Monday, January 26, 2026

Release: Thus Dreamed Zarathustra

 
Thus Dreamed Zarathustra
Genre: Drama
Director: Florian Henckel von Donnersmarck
Writer: Meirad Tako
Cast: Franz Rogowski, Christoph Waltz, Liv Lisa Fries, Alina Levshin, August Diehl, Meirad Tako (cameo)





Budget: $19,000,000
Domestic Box Office: $14,589,054
Foreign Box Office: $20,000,004
Total Profit: -$3,125,025

Reaction: Thanks to a relatively inexpensive cast and decent word of mouth, this one came closer to turning a profit than many within the studio expected.



"Thus Dreamed Zarathustra is a hypnotic and audacious plunge into mythic biography, less concerned with explaining Nietzsche than with immersing the viewer inside his interior universe. Director Florian Henckel von Donnersmarck and writer Meirad Tako abandon conventional narrative in favor of a fever-dream structure that treats philosophy as lived hallucination. Franz Rogowski is astonishing, embodying Nietzsche not as an intellectual figure but as a raw nerve." - Dave Manning, Ridgefield Press


"A surreal, myth-soaked reimagining of Nietzsche’s life: equal parts nightmare and opera. The imagery is overwhelming at times, but that excess is what makes it so memorable. Ends with a moment of fragile humanity that lingers long after the credits roll. This is something we all know only Meirad Tako could successfully pull off." - Dexter Quinn, Cinematic Observer Newsletter




"Thus Dreamed Zarathustra mistakes sensory overload for insight, burying Nietzsche beneath an avalanche of portentous imagery that ultimately says far less than it thinks it does.

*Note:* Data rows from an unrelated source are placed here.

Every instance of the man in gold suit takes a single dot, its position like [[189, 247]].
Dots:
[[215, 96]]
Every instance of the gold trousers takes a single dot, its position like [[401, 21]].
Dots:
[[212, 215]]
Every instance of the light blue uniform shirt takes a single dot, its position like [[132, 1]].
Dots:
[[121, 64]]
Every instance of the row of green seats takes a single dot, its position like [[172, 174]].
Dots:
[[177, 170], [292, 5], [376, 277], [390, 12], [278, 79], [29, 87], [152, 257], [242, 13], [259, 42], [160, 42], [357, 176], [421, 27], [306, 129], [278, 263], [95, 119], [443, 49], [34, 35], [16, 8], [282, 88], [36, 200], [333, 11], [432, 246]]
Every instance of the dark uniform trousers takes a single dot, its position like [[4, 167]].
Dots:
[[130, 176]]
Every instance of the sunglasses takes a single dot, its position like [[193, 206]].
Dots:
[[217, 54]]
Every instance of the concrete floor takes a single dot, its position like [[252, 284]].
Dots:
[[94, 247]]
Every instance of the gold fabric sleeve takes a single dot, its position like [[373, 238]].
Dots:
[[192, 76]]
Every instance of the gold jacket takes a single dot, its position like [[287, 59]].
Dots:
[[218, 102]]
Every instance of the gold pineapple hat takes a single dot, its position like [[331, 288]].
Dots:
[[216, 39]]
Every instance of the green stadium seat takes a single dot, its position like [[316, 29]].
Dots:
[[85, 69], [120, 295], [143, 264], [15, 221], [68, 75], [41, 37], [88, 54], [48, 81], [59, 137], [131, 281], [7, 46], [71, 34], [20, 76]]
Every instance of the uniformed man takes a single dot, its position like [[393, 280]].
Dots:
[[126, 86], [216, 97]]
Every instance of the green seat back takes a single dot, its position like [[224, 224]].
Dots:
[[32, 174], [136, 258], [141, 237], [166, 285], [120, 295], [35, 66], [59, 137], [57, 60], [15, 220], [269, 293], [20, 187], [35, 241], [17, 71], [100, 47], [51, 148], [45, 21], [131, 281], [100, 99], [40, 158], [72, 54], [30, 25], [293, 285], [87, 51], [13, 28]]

Every scene strains for cosmic significance until its symbolism collapses under its own weight. Franz Rogowski commits fully, but no performance can anchor a film that refuses grounding, momentum, or emotional variation. What begins as an intriguing psychological portrait devolves into a three-hour thesis written in fire and fog, more concerned with announcing its importance than earning it. For all its ambition, the film rarely clarifies, deepens, or challenges Nietzsche’s ideas—it simply shouts them, beautifully and exhaustingly, into the void." - Brenton Smalls, Playboy








Rated R for violence, disturbing imagery, and some sexuality.